The tool accepts protein sequences in single-letter IUPAC amino acid code pasted into the text area, or uploaded as a .txt or .fasta file. FASTA header lines beginning with > are stripped automatically, and all whitespace and line breaks are ignored. Non-standard characters such as B, Z, X (ambiguous residues) are skipped and reported in the result note so you know exactly what was excluded from the count.

How is amino acid percentage calculated?

Each percentage is calculated by dividing the count of that residue by the total number of valid standard amino acid residues, then multiplying by 100. Non-standard characters are excluded from both numerator and denominator, so percentages always sum to 100% across all detected amino acids. This matches the method used in ExPASy ProtParam, the reference tool for protein composition analysis.

Why does amino acid composition matter for protein purification?

Amino acid composition directly influences the biophysical properties that guide purification strategy selection. A high proportion of charged residues (Lys, Arg, Asp, Glu) suggests ion-exchange chromatography will be effective, while abundant hydrophobic residues (Leu, Ile, Val, Phe) favour hydrophobic interaction chromatography.
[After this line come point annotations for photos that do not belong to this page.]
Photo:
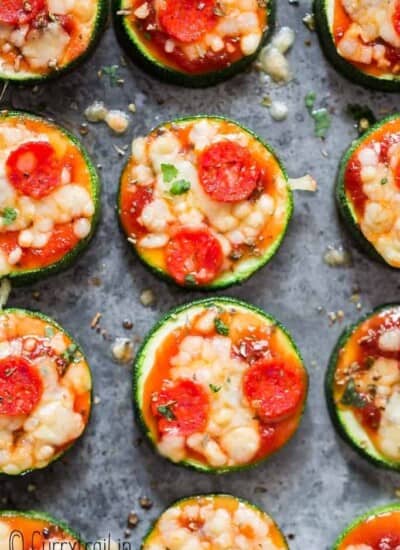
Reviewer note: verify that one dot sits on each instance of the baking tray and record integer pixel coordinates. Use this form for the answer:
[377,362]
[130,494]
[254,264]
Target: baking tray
[315,485]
Cysteine content informs disulfide bond risk and reducing agent requirements, and histidine count reveals whether IMAC will bind the native protein without an added His-tag.

What are the physicochemical groups shown in the results?

The tool groups the 20 standard amino acids into five categories: Hydrophobic (Ala, Val, Ile, Leu, Met, Phe, Trp, Pro), Polar uncharged (Ser, Thr, Cys, Tyr, Asn, Gln), Positively charged at neutral pH (Lys, Arg, His), Negatively charged at neutral pH (Asp, Glu), and Special/Glycine. These groupings follow conventional biochemistry classification and are useful for predicting secondary structure propensity, solubility, and surface charge distribution.

Can I use the Amino Acid Counter on FASTA files with multiple sequences?

The tool processes one sequence per analysis. If you paste a multi-sequence FASTA file, all sequences are concatenated into one string after headers are removed, giving a combined composition rather than per-sequence results. For per-sequence analysis, split your file into individual FASTA entries and run each separately. The character counter below the input field updates in real time to help you verify sequence length before running the calculation.